Two years ago, we could have acted decisively to end the Syrian civil war before it really got started. We could have made a realpolitik decision to support Assad, who, though a vicious brute to his own people, mostly minds his own business. Or we could have thrown in wholeheartedly with the rebels, picking one faction to provide with arms and international prestige, keeping (maybe) the worst elements out of power.
Instead, the Obama administration dithered, denouncing Assad and drawing lines in the sand over his behavior, then backing away every time he crossed one. We managed to alienate both sides as well as convincing all concerned that our bark had no bite.
In short, Obama has adopted as his guide Jimmy Carter's foreign policy of 1979, when the United States cluelessly half-yanked the rug from beneath the shah in Iran and Anastasio Somoza in Nicaragua, then primly tsk-tsked their opponents. The eventual result was that two of our allies were replaced with regimes implacably hostile to our interests, which quickly began destabilizing everything around them. Sadly, that's now the best possible outcome in Syria. If the War Party get its way, you'll see the worst.
And there's this as well, which is just as important. Polls show that Americans are very much against sending U.S. troops into Syria (68 percent opposed according to a recent Huffington Post/YouGov poll), with 51 percent against even sending arms to the rebels (go here for more info). Those numbers track closely with Gallup, which also shows 68 percent using "military action to attempt to end the conflict."

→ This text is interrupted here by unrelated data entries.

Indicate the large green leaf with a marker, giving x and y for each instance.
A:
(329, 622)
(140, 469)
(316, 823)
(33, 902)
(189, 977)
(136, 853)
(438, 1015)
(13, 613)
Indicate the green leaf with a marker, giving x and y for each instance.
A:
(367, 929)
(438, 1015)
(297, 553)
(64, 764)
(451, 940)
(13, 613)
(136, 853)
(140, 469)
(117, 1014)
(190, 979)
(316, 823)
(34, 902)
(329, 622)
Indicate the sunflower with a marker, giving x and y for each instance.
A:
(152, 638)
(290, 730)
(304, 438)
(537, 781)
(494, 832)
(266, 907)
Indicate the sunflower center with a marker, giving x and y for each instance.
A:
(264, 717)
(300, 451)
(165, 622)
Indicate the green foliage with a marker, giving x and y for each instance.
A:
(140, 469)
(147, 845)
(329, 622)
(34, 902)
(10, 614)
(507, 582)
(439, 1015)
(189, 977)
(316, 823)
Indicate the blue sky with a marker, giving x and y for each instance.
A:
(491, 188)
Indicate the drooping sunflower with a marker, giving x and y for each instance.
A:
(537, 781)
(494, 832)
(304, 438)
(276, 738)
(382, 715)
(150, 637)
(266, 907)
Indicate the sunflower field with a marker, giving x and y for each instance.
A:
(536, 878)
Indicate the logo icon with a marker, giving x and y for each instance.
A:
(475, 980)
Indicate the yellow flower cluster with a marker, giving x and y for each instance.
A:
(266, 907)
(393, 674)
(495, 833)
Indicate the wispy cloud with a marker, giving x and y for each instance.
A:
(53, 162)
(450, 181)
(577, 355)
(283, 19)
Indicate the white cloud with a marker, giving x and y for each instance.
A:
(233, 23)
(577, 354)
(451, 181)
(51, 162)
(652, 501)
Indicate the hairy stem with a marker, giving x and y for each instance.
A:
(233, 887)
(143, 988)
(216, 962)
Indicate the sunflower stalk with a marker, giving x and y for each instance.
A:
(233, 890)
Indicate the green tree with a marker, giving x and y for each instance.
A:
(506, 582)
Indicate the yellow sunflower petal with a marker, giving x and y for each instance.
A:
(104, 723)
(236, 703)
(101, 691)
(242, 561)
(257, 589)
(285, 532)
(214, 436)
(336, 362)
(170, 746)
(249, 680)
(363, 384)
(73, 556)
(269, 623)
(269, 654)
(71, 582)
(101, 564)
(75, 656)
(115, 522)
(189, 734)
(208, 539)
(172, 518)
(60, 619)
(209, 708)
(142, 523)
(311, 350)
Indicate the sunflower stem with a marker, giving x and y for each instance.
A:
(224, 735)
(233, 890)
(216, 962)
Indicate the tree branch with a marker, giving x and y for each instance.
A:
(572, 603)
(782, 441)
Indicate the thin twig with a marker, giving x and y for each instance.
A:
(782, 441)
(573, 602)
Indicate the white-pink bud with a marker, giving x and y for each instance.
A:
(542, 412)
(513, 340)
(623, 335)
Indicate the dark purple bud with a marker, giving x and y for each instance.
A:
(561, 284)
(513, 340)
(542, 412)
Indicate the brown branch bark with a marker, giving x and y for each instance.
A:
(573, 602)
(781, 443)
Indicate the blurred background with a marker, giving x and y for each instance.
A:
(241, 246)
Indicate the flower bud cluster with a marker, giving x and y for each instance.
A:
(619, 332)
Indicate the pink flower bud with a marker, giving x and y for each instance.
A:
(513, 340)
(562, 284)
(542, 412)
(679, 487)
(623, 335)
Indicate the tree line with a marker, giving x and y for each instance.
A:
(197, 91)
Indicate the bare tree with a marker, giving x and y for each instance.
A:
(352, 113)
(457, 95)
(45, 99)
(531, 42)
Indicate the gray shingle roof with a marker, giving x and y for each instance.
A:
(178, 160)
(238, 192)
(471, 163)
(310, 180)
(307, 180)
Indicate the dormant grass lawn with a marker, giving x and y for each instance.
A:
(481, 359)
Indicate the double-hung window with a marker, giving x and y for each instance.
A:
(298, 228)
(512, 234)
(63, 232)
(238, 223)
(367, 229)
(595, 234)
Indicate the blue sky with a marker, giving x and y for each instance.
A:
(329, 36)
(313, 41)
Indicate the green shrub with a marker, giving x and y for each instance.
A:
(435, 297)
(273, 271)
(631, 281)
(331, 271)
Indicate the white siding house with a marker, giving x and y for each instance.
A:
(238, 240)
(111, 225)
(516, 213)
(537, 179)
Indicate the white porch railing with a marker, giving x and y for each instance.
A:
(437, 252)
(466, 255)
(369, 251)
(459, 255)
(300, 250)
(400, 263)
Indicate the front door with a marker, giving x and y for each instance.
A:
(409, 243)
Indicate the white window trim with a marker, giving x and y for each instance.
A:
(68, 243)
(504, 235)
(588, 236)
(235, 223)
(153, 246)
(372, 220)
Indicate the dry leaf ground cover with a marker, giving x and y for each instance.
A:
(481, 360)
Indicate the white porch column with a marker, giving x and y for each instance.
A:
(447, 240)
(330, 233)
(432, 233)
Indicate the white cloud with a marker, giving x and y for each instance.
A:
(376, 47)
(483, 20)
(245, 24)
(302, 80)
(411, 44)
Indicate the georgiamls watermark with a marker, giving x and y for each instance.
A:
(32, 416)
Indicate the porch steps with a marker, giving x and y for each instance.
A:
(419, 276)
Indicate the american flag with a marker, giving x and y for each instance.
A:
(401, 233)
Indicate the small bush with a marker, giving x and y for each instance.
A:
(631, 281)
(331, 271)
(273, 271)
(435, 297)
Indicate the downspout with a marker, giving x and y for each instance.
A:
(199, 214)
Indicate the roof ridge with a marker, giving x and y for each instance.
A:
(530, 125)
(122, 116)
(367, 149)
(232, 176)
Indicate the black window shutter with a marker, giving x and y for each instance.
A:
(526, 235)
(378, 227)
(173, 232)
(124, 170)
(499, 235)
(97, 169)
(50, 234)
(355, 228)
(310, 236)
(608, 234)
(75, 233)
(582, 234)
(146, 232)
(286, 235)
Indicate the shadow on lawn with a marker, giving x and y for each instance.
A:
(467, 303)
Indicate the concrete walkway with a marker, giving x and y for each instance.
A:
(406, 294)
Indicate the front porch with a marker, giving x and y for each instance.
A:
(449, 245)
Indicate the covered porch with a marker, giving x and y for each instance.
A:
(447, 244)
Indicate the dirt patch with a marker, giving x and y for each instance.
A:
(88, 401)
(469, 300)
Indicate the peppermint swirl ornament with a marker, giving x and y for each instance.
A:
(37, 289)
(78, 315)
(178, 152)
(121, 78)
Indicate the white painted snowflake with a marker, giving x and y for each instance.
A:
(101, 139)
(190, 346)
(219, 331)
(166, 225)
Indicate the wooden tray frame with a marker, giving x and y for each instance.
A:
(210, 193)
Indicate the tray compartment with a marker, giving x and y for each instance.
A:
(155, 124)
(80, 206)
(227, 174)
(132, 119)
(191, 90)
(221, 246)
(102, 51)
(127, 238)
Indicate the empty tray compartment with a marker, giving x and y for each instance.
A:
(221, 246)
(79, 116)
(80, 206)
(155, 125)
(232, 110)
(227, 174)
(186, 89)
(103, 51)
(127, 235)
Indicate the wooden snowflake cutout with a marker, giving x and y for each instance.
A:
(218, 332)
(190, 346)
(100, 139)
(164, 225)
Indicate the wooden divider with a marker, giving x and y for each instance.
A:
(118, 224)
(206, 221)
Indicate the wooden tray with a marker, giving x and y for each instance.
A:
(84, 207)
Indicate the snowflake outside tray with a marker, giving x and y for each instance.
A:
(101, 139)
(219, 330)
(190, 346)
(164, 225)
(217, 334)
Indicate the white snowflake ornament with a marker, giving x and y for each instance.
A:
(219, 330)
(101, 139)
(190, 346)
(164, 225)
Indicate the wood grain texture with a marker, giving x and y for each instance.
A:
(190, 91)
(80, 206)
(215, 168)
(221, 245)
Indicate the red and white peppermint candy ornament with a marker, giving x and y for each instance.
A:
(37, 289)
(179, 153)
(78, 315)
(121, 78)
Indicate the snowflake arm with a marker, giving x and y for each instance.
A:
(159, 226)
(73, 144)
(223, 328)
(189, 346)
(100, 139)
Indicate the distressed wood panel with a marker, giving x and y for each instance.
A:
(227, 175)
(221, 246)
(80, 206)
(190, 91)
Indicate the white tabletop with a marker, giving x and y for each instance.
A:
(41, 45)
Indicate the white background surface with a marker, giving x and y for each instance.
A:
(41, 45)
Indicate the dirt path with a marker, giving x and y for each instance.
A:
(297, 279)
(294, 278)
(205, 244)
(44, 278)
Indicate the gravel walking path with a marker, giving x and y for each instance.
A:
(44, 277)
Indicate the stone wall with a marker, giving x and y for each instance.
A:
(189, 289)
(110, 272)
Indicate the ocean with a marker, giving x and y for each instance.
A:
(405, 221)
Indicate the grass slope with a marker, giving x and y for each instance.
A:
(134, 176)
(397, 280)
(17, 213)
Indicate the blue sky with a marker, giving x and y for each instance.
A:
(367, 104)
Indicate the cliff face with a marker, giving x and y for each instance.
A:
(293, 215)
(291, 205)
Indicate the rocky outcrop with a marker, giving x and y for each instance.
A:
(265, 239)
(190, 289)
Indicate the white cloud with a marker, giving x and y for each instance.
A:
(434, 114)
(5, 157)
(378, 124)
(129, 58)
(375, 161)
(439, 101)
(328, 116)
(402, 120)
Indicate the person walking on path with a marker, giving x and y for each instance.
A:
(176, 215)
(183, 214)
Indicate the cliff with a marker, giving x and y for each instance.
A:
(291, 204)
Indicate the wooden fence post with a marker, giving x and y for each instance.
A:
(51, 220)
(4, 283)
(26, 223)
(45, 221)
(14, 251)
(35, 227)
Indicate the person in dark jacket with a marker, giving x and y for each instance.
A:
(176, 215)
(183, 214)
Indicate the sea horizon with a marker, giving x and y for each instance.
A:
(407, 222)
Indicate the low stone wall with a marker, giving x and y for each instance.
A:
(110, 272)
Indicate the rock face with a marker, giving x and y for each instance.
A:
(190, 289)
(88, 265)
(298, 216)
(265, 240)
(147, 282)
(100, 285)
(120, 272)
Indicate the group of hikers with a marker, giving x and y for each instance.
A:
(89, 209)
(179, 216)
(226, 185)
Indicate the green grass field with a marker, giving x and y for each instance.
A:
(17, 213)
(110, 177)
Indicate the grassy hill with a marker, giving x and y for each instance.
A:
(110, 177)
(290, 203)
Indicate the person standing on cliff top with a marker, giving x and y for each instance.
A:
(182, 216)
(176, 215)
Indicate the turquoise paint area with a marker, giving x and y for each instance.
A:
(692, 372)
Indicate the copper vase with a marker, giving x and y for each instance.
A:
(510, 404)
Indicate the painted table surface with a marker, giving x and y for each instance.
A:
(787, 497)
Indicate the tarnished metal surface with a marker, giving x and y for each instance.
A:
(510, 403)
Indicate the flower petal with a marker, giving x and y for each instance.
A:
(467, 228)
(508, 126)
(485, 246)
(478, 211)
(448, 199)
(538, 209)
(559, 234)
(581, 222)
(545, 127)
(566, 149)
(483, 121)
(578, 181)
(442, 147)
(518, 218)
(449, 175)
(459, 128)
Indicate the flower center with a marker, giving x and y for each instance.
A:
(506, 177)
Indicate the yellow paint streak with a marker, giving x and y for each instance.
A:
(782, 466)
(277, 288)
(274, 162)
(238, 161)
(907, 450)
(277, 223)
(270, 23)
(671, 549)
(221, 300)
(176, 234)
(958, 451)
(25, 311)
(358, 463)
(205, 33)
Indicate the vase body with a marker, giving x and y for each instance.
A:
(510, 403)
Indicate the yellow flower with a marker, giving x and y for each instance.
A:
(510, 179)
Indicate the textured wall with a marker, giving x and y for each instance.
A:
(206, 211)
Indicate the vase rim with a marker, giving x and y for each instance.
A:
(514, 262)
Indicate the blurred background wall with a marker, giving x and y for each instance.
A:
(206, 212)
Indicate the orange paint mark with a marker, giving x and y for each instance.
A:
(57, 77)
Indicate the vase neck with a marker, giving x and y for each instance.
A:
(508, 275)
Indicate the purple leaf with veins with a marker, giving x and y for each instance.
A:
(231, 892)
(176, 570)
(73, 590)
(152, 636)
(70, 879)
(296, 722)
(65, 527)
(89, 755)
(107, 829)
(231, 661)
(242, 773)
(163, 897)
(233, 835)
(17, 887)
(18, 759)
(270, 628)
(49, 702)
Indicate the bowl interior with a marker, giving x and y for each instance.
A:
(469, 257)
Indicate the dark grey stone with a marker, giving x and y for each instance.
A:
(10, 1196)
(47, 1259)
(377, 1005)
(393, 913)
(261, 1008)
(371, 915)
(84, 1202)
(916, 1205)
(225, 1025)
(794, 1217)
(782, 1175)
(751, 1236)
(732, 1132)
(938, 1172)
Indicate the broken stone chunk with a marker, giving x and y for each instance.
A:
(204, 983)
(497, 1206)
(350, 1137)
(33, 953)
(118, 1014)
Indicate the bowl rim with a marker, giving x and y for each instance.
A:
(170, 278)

Anybody living outside the Washington Beltway should be thinking long and hard why reluctance to go along with this policy prescription is getting Rand Paul denounced as a libertarian loon. The problem in our capital is not that there's too much division between Republicans and Democrats, but that they've merged into a single War Party when it comes to the Middle East.
Despite having a soft spot for Murray Rothbard, Garvin is no general peacenik and implicit in his take is an important point for those who generally favor intervention in Syria and elsewhere: The Obama administration has done next to nothing to explain why we should be intervening, other than to issue some offhand comments about chemical weapons being a red-line trigger (now that it seems both sides have used them, what do we do?). As in Libya, there are vague and not-so-vague gestures toward humanitarian intervention to prevent atrocities. Those may be noble goals—even if they rarely achieve their goals—but they don't substitute for serious discussion of U.S. goals and aims, much less assurances of how an operation might work.
I'm not in favor of intervening in Syria and I'm not sure of the arguments that would sway my mind, but it's amazing to think that the Obama admin—along with hawks such as John McCain, last seen calling for heavy weapons for the rebels and posing with apparent kidnappers of religious pilgrims—don't even feel a need to sell the next new war to the vast majority of Americans who are against war.